The Global Terrorism Database is a data set of over 150,000 terror attacks from 1970 - 2015 that is maintained by START at the University of Maryland. Considering I had a minor in Global Terrorism through START while I was an undergrad at UMD, I was excited for the opportunity to use the data that START had just open sourced through Kaggle. The data has 137 columns, detailing things like the location, type, perpetrator, and target of the attack. Many of these columns are nearly all null, and all data for 1993 has been lost.
This assignment had two tasks:
First, import all necessary libraries and read in the dataset
In [1]:
# standard libraries
import pandas as pd
from matplotlib import pyplot as plt
import seaborn as sns
import numpy as np
# for Bayesian analysis
import pymc3 as pm
# cleaning up the notebook
import warnings
warnings.filterwarnings('ignore')
In [2]:
df = pd.read_csv('../../../Data/globalterrorismdb_0616dist.csv')
print(df.head())
The data is too big to determine exactly what columns are usable for our analysis (137 columns with over 150,000 records. Kaggle did provide a data dictionary for this dataset to allow us to determine what columns may be most useful for this analysis.
In [3]:
# The below code will not show the data type for most columns, nor will it show null counts for most columns
print df.dtypes
print df.isnull().sum()
I was tasked with comparing two different populations using Bayesian inference. To select two different populations, I reviewed each region as coded by the GTD to determine a suitable group that could be used to compare different groups over a certain time frame. For this, I looked for a fairly consistent number of terror attacks over an extended period of time within a region.
In [4]:
regions = df.region_txt.unique()
#print regions
for region in regions:
df[df.region_txt == region].groupby('iyear').eventid.count().plot(kind = 'line')

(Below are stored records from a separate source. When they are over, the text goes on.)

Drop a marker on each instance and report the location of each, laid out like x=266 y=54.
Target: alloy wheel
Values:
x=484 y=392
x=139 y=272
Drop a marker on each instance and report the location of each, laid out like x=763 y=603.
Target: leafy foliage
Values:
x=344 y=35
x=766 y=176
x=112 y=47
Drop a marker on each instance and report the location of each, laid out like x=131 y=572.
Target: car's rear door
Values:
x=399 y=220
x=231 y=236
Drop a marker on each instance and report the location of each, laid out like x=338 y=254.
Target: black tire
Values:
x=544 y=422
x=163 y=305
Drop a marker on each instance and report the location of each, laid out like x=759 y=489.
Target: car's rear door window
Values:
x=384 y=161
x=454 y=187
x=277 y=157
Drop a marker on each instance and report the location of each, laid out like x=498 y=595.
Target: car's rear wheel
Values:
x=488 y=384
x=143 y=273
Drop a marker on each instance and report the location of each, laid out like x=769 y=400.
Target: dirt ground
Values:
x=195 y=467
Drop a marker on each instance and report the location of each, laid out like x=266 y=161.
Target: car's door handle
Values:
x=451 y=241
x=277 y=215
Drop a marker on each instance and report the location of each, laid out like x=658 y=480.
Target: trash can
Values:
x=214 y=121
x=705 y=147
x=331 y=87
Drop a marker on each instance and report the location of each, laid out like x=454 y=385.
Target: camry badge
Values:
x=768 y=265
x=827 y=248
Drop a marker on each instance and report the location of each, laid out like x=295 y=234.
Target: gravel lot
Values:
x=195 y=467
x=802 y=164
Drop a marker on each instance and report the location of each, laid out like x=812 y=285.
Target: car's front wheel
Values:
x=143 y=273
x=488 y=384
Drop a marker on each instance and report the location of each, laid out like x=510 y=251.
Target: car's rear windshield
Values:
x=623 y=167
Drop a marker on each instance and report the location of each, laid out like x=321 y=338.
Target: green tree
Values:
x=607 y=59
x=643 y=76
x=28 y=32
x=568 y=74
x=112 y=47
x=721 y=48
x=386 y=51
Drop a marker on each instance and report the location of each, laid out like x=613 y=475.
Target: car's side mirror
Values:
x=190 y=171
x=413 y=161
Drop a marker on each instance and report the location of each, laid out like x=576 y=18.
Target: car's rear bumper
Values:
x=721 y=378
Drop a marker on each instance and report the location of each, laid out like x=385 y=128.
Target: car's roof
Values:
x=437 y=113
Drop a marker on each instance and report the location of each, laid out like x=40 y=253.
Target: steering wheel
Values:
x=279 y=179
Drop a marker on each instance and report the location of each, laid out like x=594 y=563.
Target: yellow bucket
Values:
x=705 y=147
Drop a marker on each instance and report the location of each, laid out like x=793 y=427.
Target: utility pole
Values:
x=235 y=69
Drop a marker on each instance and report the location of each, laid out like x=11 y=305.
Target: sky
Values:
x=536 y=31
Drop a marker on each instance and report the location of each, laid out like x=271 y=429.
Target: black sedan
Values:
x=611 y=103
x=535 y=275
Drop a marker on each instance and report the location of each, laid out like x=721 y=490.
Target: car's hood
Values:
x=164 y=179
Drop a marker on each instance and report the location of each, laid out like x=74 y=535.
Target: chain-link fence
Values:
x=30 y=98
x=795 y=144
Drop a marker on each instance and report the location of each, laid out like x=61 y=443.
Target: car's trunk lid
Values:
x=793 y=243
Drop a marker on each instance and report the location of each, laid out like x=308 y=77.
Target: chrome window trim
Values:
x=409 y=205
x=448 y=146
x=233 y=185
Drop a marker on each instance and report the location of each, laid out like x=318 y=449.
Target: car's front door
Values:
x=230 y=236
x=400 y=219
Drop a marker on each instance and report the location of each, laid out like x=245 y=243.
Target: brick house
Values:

plt.title('Terror Attacks in %s by Year' % (region))
plt.xlabel('Year')
plt.ylabel('Total Attacks')
plt.show()
Based on the graphs produced above, I decided to use Western Europe as a region to compare countries within. They had an extended period of elevated terror attacks from the early 1970s until the late 1990s, so I decided to see if there were two countries in Western Europe that could be considered statistically different from one another during this time period based on the number of terror attacks within the country each year. I also decided to limit the type of attacks to bombings, since it was the most common type of attack.
In [5]:
# Attack type is one column that will be necessary
print('Counts of Attack Types:')
print(df.attacktype1.value_counts())
print('Attack Type Count Text:')
print(df.attacktype1_txt.value_counts())
In [6]:
## create dataframe of just attacks that are bombings
df_bomb = df[df.attacktype1 == 3]
## remove most unnecessarsy columns
df_bomb_2 = df_bomb[['eventid','iyear','imonth','iday','country','country_txt','region','region_txt']]
## getting individual bombing events in Western Europe from 1975 - 1996, period of elevated bombings
we_bomb_80 = df_bomb_2[(df_bomb_2.region == 8) & (df_bomb_2.iyear >= 1975) & (df_bomb_2.iyear <= 1996)]
## dataframes for UK and Spain after decrease in bombings in W. Europe
UK_bomb_96 = df_bomb_2[(df_bomb_2.country_txt == 'United Kingdom') & (df_bomb_2.iyear >= 1997) & (df_bomb_2.iyear <= 2000)]
ESP_bomb_96 = df_bomb_2[(df_bomb_2.country_txt == 'Spain') & (df_bomb_2.iyear >= 1997) & (df_bomb_2.iyear <= 2000)]
## bombings by year in each
UK_observed = UK_bomb_96.iyear.value_counts()
ESP_observed = ESP_bomb_96.iyear.value_counts()
In [7]:
## Distribution of attacks in W. European country by year in 1980s
we_bomb_80.groupby(['iyear','country']).eventid.count().plot.hist(bins = 20)
plt.show()
In [8]:
## Mean and Standard Deviation of total counts of bombings by country & year for W. European countries in 1980s
mean_prior_mean = np.mean(we_bomb_80.groupby(['iyear','country']).eventid.count())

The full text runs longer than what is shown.